As bizarre as the argument seems, it was grounded in classical theories of medicine that held that the stomach was like a cauldron boiling and breaking down cooked food. 'Well into the 17th century, and long after that in the popular imagination, it was taken as a given that digesting was cooking in the fires of the stomach,” explains Rachel Laudan, author of Cuisine and Empire. “Anything that quenched those fires, endangered this vital process. And what more effective dampener of the flames than cold, wet drinks?'
These theories of digestion eventually gave way to more empirical approaches, but enjoyment of warm beer continued through the 19th century. Even so, trends were underway that would eventually drive heated ale drinks out of fashion. By 1888, W. T. Marchant was lamenting their decline in his In Praise of Ale, published in London. “It is a matter of regret that some of the more comforting drinks have gone out of date. When beer was the staple drink, morning, noon, and night, it was natural that our ancestors would prefer their breakfast beer warm and ‘night-caps’ flavoured.”
Red Hot Poker Cocktail Recipe
Perhaps the most important change was the rise of German lagers. Previously enjoyed in the United States mostly by German immigrants and sold in close to proximity to breweries, the development of pasteurized bottling lines and refrigerated rail cars allowed these beers to travel much longer distances and reach much larger markets.
American drinkers gradually took to the style and Prohibition helped complete the transition.
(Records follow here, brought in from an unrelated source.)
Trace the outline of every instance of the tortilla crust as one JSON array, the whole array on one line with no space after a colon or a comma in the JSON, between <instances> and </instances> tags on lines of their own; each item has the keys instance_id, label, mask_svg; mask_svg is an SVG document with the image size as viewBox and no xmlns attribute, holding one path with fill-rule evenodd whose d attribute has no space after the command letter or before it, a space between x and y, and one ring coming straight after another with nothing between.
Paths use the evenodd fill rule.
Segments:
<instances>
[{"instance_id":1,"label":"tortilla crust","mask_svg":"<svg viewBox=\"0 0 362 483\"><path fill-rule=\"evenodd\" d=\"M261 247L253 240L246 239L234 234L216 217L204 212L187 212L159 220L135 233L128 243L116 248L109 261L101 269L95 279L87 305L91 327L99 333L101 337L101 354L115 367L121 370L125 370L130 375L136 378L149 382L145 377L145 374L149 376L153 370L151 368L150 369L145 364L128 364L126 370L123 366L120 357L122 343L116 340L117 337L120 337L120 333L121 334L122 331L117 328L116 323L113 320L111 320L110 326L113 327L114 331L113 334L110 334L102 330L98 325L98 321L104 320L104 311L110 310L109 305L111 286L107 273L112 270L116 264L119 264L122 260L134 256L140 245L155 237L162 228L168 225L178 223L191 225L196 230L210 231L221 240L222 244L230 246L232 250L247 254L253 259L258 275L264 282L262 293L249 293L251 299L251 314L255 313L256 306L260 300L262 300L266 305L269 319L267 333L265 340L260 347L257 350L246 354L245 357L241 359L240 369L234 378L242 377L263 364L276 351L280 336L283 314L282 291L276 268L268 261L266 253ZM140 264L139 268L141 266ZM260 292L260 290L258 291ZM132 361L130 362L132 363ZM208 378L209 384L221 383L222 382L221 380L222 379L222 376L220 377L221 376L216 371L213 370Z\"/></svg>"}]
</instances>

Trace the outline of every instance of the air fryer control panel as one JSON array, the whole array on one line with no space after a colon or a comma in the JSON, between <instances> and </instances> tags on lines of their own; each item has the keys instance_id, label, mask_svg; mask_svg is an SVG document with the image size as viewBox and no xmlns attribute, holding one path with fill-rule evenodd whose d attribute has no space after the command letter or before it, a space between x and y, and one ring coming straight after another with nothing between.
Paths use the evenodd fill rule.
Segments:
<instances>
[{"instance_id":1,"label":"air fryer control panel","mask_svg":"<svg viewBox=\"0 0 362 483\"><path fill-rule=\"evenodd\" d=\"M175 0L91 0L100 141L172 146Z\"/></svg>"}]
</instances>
When the ban on alcohol was repealed, dormant breweries offered plenty of capacity for making beer, but the market had irrevocably shifted away from the saloon and toward home consumption. “Brewing’s future lay not in barrels of beer rolled behind mahogany bars,” Ogle writes of the period, “but in the cool, well-lighted interiors of the nation’s refrigerators.” Americans traded their ales for lagers that were colder, cleaner, and more consistent.
Appreciation for craft beers has revived in recent decades and it is a great time to be a beer lover. With such an abundance of excellent beers to choose from, one may question whether there is any need to heat them up with all sorts of other ingredients. We no longer believe that our bellies are fiery cauldrons that could be extinguished by a cold draft. We have better ways of feeding ourselves than scooping curds off a pot of posset. We have bosses who frown on starting mornings with a breakfast beer, regardless of its temperature.
Red Hot Poker Cocktail Recipes
The demands of good health and nutrition no longer dictate that we drink our ales hot. The only reason left to do so is for pleasure, as a small handful of bars and breweries have rediscovered. The New York cocktail laboratory Booker and Dax has brought back the practice of heating beer cocktails with red-hot pokers. In London, a bar called Purl gets its name from a warm ale-and-gin drink once popular among laborers on the Thames, and it serves a modern spin on the beverage. In Portland, Oregon, Cascade Brewing offers their Glueh Kriek, a tart cherry ale served hot with spices.
As brewers and bartenders plunder the past for inspiration, could hot ale drinks become the next big thing? Will heat-activated cans soon appear at a store near you? It’s unlikely. But however dubious their theories of health and digestion, our ancestors did know a thing or two about consuming beer. Perhaps in these cold winter months, adventurous beer enthusiasts might be willing to step back in time and enjoy what Charles Dickens described as “the happy circumstances attendant upon mulled malt.”